Ils n’oublient pas, mais veulent tourner la page de cette affaire douloureuse. Trop lourde à porter pour un si petit village.
Au Chambon-sur-Lignon, une semaine après « l’affaire Agnès », les villageois aspirent à retrouver leur sérénité. À passer à autre chose. Ils ne veulent plus parler de ce crime, tellement sordide que personne n’aurait jamais imaginé que cela puisse un jour se produire ici, au pays des Justes. Une terre qui a construit toute son image autour de l’accueil et de la tolérance. Autour de l’ouverture. Autant de symboles aujourd’hui mis à mal par une affaire qui n’appartient plus au village mais qui est devenue affaire d’État.
Alors, au Chambon, on fait en sorte que la vie reprenne ses droits. Hier matin, c’était jour de marché. Comme tous les samedis. Une vingtaine de forains étiraient leurs étals sur la place centrale, le long de la route de Saint-Agrève. Le ciel était bas, le fond de l’air était froid. Et les esprits étaient encore en berne. Dans les conversations, on parle de tout. Et de rien. D’Agnès, mais pas seulement. Parce qu’ici, les habitants ne veulent plus remuer ces mauvais souvenirs. « Vous vous rendez compte ? », demande Thérèse, 78 ans. « Ce qui s’est passé, c’est vraiment épouvantable. Il n’y avait pas besoin d’en rajouter. De créer des polémiques, d’étaler tout ça… ». Un discours sur lequel s’accorde le libraire de la route de Tence. « Ouh là là ! Cette affaire-là, c’est terrible ! Les gens, maintenant, veulent tourner la page. Ils essaient de ne plus parler de ça, de discuter d’autre chose ». Comme pour sortir de la chape de plomb qui s’est abattue sur le village vendredi dernier. C’était le soir de la découverte du corps d’Agnès dans les bois près du lieu-dit « Beaujeu ». Juste au-dessus de la route qui conduit à Tence par l’itinéraire touristique. Ce soir-là, tous les espoirs se sont éteints. Le Chambon est tombé dans la tristesse.

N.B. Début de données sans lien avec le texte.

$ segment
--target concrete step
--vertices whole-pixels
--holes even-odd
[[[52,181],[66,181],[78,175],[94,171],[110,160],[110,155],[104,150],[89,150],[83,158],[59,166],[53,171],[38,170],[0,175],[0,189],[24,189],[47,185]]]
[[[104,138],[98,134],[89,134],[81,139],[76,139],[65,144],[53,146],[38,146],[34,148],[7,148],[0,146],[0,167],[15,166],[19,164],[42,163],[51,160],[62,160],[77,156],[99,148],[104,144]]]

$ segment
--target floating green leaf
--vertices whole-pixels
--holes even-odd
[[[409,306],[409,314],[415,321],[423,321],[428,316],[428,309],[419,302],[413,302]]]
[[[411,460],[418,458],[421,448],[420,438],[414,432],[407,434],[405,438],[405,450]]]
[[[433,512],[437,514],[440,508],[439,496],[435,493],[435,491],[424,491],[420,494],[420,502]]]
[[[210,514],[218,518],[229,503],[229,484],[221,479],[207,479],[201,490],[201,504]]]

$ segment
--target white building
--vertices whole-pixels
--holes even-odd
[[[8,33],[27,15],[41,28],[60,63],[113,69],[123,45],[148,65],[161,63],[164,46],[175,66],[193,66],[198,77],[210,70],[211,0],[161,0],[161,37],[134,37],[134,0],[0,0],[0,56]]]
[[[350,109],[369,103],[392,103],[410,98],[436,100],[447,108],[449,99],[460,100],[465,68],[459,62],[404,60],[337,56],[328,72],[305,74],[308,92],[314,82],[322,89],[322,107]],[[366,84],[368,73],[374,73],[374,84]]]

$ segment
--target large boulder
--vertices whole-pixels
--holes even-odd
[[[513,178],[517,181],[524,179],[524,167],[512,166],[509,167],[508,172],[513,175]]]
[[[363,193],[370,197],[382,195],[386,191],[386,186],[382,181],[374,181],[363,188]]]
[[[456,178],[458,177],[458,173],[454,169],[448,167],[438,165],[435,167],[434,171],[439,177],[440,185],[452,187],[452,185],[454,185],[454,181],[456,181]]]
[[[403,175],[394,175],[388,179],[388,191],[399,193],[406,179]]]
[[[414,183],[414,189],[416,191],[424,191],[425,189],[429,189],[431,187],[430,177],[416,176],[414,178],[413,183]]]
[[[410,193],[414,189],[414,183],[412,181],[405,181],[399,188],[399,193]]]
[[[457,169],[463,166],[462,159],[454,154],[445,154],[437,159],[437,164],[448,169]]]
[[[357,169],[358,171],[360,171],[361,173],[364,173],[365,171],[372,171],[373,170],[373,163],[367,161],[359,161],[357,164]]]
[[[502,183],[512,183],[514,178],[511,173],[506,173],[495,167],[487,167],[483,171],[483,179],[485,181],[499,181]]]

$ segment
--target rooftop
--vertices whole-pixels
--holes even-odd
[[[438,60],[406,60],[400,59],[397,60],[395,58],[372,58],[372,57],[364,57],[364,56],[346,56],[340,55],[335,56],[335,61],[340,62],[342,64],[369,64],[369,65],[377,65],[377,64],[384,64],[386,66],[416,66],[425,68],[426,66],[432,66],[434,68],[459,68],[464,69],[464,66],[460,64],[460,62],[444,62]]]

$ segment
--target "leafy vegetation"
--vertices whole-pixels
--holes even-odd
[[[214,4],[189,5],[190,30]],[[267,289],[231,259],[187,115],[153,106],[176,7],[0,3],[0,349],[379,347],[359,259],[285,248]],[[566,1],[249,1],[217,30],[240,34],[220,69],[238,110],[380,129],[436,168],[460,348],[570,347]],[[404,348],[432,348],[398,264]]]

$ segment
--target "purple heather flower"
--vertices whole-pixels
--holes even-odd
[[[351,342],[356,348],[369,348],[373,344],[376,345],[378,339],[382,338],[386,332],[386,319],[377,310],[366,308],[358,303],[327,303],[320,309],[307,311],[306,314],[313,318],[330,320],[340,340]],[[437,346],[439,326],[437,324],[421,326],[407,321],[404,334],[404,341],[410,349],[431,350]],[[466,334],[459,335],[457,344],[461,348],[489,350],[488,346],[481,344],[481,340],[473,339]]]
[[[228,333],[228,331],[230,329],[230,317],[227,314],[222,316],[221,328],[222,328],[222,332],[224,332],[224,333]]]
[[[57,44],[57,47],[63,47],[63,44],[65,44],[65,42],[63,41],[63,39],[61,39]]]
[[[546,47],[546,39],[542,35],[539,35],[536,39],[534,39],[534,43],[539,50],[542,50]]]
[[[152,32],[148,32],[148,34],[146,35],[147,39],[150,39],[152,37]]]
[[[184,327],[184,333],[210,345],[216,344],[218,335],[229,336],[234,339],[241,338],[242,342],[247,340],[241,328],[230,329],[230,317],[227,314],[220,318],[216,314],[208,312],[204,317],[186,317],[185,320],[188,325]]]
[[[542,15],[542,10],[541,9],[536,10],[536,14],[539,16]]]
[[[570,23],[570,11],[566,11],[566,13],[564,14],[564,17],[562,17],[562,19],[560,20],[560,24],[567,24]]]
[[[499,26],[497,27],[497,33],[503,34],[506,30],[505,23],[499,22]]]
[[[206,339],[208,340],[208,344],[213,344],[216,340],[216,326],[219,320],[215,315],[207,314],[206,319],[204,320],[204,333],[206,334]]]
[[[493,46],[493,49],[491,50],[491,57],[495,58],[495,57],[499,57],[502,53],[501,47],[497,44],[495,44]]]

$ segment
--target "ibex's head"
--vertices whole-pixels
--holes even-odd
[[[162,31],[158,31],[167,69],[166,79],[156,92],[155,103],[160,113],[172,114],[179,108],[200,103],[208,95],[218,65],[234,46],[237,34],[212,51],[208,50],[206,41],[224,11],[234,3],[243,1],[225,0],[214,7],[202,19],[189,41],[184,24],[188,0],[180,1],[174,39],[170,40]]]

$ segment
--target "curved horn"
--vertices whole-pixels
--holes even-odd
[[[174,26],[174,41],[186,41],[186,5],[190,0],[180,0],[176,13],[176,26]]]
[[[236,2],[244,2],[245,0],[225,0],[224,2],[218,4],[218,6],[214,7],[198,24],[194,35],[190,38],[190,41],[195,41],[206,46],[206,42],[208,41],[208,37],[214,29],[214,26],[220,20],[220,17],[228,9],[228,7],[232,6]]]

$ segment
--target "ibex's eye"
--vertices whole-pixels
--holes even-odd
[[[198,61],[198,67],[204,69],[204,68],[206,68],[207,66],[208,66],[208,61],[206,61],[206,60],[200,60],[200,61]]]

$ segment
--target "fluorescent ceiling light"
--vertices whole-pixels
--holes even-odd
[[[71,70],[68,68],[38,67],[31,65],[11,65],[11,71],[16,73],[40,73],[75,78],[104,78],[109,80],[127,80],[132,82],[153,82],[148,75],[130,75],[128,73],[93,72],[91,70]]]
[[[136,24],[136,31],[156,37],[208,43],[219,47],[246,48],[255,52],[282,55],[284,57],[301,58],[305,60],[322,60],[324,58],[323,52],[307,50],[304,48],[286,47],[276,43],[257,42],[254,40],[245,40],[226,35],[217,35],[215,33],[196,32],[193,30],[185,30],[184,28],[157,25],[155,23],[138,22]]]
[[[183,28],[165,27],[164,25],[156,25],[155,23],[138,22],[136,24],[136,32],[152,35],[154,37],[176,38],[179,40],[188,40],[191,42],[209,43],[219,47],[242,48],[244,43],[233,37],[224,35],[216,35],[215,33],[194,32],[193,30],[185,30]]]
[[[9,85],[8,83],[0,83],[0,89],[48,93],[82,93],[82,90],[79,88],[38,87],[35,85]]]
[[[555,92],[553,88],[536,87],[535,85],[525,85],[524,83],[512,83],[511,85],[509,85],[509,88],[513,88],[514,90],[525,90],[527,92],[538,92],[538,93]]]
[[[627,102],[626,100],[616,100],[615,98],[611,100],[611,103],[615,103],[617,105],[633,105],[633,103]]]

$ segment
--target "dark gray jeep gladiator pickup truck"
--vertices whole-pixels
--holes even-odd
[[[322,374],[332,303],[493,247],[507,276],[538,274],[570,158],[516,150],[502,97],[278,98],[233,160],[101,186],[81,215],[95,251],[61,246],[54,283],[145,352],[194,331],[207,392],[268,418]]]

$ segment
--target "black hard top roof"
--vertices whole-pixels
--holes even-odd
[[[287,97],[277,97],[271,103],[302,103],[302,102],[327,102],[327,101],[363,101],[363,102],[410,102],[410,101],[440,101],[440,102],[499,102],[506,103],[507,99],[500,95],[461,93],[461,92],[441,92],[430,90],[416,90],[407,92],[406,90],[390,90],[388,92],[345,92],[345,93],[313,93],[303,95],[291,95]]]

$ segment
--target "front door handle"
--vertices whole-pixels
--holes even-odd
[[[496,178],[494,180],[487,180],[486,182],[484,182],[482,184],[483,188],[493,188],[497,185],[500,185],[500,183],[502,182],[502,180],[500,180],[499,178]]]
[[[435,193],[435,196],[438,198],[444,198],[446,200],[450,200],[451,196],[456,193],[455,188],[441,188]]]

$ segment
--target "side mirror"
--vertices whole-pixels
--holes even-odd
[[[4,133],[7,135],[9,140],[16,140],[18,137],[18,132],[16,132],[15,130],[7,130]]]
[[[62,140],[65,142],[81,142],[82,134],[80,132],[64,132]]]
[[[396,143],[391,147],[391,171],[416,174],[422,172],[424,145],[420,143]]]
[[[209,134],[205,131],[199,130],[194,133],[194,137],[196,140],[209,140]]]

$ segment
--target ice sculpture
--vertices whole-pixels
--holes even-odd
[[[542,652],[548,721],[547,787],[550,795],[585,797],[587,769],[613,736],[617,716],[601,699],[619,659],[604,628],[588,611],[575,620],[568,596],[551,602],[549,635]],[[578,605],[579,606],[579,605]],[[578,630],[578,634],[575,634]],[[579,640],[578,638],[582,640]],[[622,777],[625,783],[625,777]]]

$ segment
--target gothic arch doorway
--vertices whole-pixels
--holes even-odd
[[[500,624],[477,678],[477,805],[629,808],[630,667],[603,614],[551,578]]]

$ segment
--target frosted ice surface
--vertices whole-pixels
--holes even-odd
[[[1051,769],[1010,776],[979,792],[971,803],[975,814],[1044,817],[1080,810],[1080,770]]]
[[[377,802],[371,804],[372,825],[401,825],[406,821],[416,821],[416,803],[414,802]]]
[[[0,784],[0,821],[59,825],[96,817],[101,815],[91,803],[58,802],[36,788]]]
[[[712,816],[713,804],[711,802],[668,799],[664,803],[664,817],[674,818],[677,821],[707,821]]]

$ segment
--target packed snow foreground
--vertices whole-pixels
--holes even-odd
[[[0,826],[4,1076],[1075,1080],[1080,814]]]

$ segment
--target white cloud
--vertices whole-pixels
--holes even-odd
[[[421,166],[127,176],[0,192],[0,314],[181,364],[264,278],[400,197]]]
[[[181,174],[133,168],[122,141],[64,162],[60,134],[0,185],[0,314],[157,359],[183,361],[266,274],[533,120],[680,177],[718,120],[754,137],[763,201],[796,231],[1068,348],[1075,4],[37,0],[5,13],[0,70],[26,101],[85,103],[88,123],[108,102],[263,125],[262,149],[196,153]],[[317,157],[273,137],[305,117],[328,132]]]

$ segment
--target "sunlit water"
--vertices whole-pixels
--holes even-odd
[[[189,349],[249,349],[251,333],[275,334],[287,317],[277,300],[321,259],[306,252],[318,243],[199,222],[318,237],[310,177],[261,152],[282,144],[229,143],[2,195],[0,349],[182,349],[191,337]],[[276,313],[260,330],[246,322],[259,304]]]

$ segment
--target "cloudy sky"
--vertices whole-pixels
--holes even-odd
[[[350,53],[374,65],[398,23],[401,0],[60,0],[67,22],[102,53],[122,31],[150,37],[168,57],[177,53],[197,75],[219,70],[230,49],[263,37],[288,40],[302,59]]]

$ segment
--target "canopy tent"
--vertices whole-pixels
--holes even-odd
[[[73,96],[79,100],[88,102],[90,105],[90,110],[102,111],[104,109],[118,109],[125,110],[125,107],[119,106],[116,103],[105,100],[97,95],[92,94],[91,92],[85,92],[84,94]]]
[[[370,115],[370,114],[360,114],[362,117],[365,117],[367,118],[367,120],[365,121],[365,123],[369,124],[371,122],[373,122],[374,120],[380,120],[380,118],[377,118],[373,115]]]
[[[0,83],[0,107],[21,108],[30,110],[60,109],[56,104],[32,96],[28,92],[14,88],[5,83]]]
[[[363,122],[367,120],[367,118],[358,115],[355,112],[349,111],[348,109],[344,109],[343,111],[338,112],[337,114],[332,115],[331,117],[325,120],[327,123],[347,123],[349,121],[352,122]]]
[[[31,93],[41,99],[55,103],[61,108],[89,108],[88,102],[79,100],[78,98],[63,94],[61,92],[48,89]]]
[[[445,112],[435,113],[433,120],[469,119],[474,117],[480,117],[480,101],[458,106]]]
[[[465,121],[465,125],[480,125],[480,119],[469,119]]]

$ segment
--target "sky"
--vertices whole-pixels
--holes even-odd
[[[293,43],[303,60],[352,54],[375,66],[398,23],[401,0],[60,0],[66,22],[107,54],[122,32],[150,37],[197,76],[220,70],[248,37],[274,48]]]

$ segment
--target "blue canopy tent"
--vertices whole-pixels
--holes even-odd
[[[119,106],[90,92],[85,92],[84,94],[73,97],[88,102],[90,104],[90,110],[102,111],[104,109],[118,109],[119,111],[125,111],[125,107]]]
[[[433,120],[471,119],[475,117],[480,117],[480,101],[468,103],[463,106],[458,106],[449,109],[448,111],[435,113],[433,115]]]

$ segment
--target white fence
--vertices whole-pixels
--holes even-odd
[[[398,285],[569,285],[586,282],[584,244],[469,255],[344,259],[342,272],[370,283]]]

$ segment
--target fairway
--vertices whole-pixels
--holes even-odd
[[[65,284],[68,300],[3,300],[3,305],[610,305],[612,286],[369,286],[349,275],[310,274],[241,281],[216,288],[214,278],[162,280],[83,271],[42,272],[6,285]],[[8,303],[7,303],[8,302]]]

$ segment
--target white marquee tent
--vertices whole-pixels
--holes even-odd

« Aujourd’hui, les habitants demandent le silence et le recueillement. Mais aussi le respect. Il y en a assez ! Tout a été dit », s’écrie Éliane Wauquiez-Motte, maire de la petite commune de 2 800 habitants. La semaine dernière, pour épargner la famille et les enquêteurs, elle acceptait toutes les interviews. Elle en a donné des dizaines, a répété cent fois la torpeur dans laquelle ce drame avait fait basculer sa commune. Reste qu’au Chambon, sur les devantures des dépositaires de presse, les unes et affichettes de tous les magazines rappellent le drame qui, une semaine auparavant, s’est joué dans les bois, à la sortie du village. Chacun reprend les témoignages des habitants du plateau.
En fond, il y a cette image qui servait à illustrer les avis de recherche jusqu’à vendredi dernier, et qui, depuis, hante toutes les mémoires : Agnès, adolescente de 13 ans, cheveux ondulés, tenant le guidon d’une trottinette à la main. L’image d’une jeune fille innocente dont la vie s’est arrêtée cruellement, à l’aube de son anniversaire, dans cet internat de Haute-Loire. Agnès aurait eu 14 ans hier.